I was trying to do PCA using PyTorch, to reduce dimensionality.
I am getting the following error

RuntimeError: svd_cuda: the updating process of SBDSDC did not converge (error: 17)

This is occurring even if convert my tensor to cpu().
Also when I try removing NaNs in the input to torch.svd(), there is no error but loss(CrossEntropy) is NaN.

ptrblck · July 16, 2020, 5:38am

I would recommend to first try to fix the NaN loss.
Do your model outputs or targets contain any NaNs and are you expecting it during training?

Harsha_1412 · July 16, 2020, 11:51am

No neither my model outputs nor targets contain any NaNs.I am not expecting it during training.I also tried gradient clipping but that made no difference.

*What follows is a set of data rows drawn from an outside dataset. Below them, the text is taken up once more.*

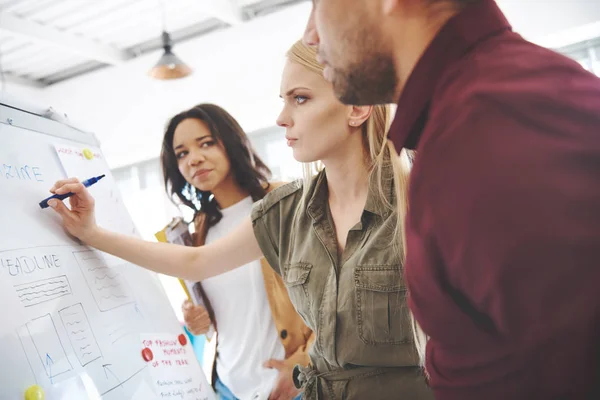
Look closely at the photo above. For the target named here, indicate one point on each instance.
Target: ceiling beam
(225, 10)
(63, 40)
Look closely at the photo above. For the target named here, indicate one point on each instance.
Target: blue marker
(86, 183)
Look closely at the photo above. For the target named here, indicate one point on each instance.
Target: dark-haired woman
(209, 165)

ptrblck · July 16, 2020, 11:25pm

Where do the NaNs in the input to svd come from, if neither from the output nor from the target?
How is node_embeddings calculated?

Harsha_1412 · July 17, 2020, 3:55am

‘‘node_embeddings’’ is the output of a graph neural network, of shape (n x f) where n is the no. of nodes in a particular graph and f is the no.of features.n is around 30 and f is around 250 and I want to reduce f to 100.
The experiment runs successfully if I don’t do svd. That is if I directly pass all features through the subsequent fully connected layers, no errors occur, no NaNs are encountered.Only when I try to reduce f using PCA and then process further, this issue is occurring.

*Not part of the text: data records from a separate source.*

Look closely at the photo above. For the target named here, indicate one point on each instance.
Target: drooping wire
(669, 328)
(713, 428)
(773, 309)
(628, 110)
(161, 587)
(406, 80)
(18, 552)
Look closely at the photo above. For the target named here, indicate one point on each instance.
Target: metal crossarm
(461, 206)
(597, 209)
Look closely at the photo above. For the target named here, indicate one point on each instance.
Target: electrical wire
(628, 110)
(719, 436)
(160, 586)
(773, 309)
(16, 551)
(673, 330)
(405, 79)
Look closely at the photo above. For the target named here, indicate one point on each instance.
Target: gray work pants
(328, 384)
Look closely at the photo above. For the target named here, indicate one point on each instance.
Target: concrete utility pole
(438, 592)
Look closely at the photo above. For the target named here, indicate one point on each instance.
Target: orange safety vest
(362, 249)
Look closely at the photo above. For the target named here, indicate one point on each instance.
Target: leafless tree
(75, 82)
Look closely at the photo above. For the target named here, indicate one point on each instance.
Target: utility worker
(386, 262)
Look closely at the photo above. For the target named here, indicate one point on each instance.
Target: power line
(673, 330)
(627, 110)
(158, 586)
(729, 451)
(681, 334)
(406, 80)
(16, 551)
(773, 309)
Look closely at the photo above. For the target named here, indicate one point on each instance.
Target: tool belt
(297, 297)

ptrblck · July 17, 2020, 11:08am

I might have misunderstood the issue, but in the first post you claim, that you tried to "remove the NaNs in the input to torch.svd()".
Based on your description now it seems that you are suddently getting NaNs in the model output, if you are trying to apply svd?

Harsha_1412 · July 17, 2020, 11:45am

I “suspected” there might be NaNs and so zeroed them out just to be safe.
But then figured out that I am suddenly getting NaNs in the model output, when I am trying to apply svd.